Images abound of American servicemen celebrating Christmas. From shirtless soldiers in the South Pacific, whose first summer is a December day below the equator, to troops in the rain-soaked strip between North and South Korea, whose last Christmas—at home—is a reminder of where they long to be; from these many, whose presence our allies take for granted, we grant 2,000 souls the best Christmas of 2018: an executive order to leave Syria.
To Michael R. Bloomberg, this is no gift—which means he is wrong and President Trump is right.
Bloomberg is wrong because, despite his rhetorical raid of James Mattis’s closet, he is more petulant than the president he hates. He comes across as a child—a 39 short in Army Greens—whose outfit looks like it belongs on the shelf at FAO Schwarz, rather than in a locker at Fort Bragg.
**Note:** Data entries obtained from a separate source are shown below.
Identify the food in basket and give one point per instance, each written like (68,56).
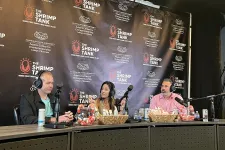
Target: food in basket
(159,115)
(109,120)
(187,117)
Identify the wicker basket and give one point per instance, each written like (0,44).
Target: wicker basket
(162,118)
(107,120)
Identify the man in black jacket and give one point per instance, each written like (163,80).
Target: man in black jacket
(41,99)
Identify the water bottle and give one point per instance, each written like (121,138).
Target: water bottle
(136,115)
(197,116)
(41,117)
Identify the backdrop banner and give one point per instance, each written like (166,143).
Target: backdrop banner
(86,42)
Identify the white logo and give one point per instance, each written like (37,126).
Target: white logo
(41,36)
(178,58)
(120,92)
(85,19)
(122,49)
(2,35)
(151,34)
(122,7)
(179,22)
(151,74)
(83,66)
(50,1)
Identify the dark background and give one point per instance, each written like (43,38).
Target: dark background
(205,65)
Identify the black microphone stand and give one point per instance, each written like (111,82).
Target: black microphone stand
(220,104)
(212,107)
(56,125)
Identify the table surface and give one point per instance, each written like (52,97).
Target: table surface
(19,131)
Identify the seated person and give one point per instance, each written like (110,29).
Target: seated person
(166,99)
(106,100)
(41,98)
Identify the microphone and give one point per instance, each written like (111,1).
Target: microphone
(130,88)
(181,102)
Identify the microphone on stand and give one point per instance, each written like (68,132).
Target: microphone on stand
(180,101)
(56,125)
(130,88)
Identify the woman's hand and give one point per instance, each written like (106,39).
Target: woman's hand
(122,104)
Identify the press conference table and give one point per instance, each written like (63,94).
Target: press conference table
(134,136)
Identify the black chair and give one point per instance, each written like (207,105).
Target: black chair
(16,110)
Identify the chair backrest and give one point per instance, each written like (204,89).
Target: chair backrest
(16,110)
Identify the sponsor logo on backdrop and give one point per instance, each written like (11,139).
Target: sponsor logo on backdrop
(2,35)
(85,19)
(119,34)
(123,7)
(178,83)
(121,58)
(83,66)
(151,40)
(83,27)
(30,68)
(178,64)
(36,16)
(120,77)
(49,1)
(177,46)
(39,43)
(87,5)
(79,97)
(120,92)
(121,14)
(82,73)
(147,100)
(152,21)
(151,74)
(121,49)
(41,35)
(151,60)
(84,50)
(151,80)
(178,26)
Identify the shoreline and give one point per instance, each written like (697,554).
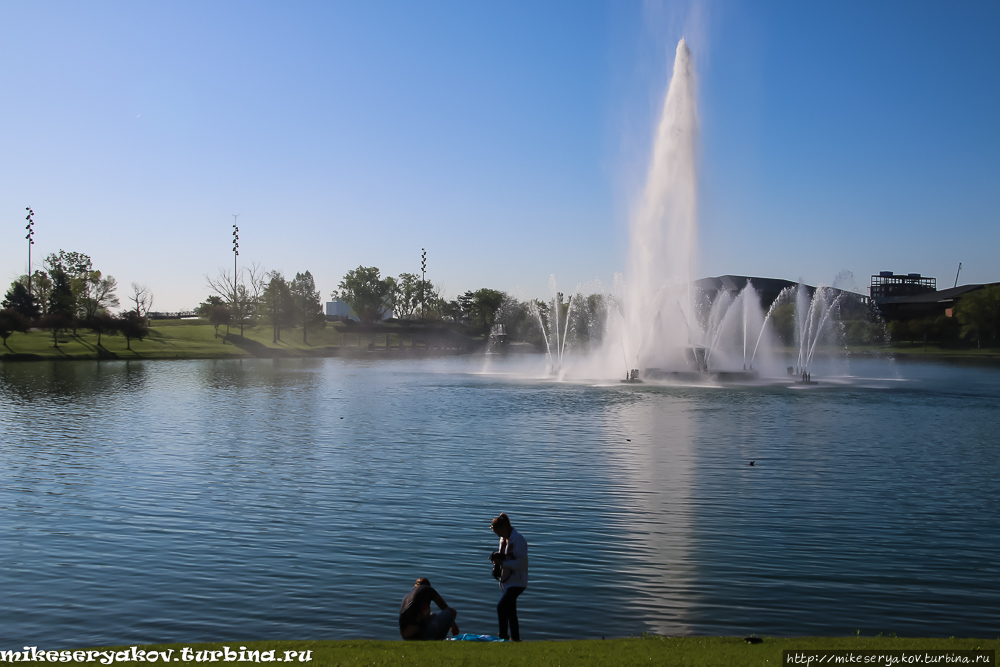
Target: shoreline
(716,651)
(196,339)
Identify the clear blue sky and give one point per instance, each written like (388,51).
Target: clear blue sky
(509,139)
To read this armchair general, who surveys the Middle East from his high chair, who sits behind his plastic food tray with his field rations of red wine and filet mignon, the president’s order is disastrous; a betrayal, in his estimation, of an ally and an affront to a defense secretary who did no wrong; who did the right thing by resigning, as he could not wage a war the president would not let him fight.
A question about that war: What do we have to lose by letting Syria and Russia spend their own blood and treasure to protect a war criminal, who is a Shiite Muslim, against a criminal gang of Sunni Muslim terrorists?
I can think of worse things than a war of attrition between the forces of evil.
I cannot, however, think of a good reason to keep our troops in Syria for another Christmas.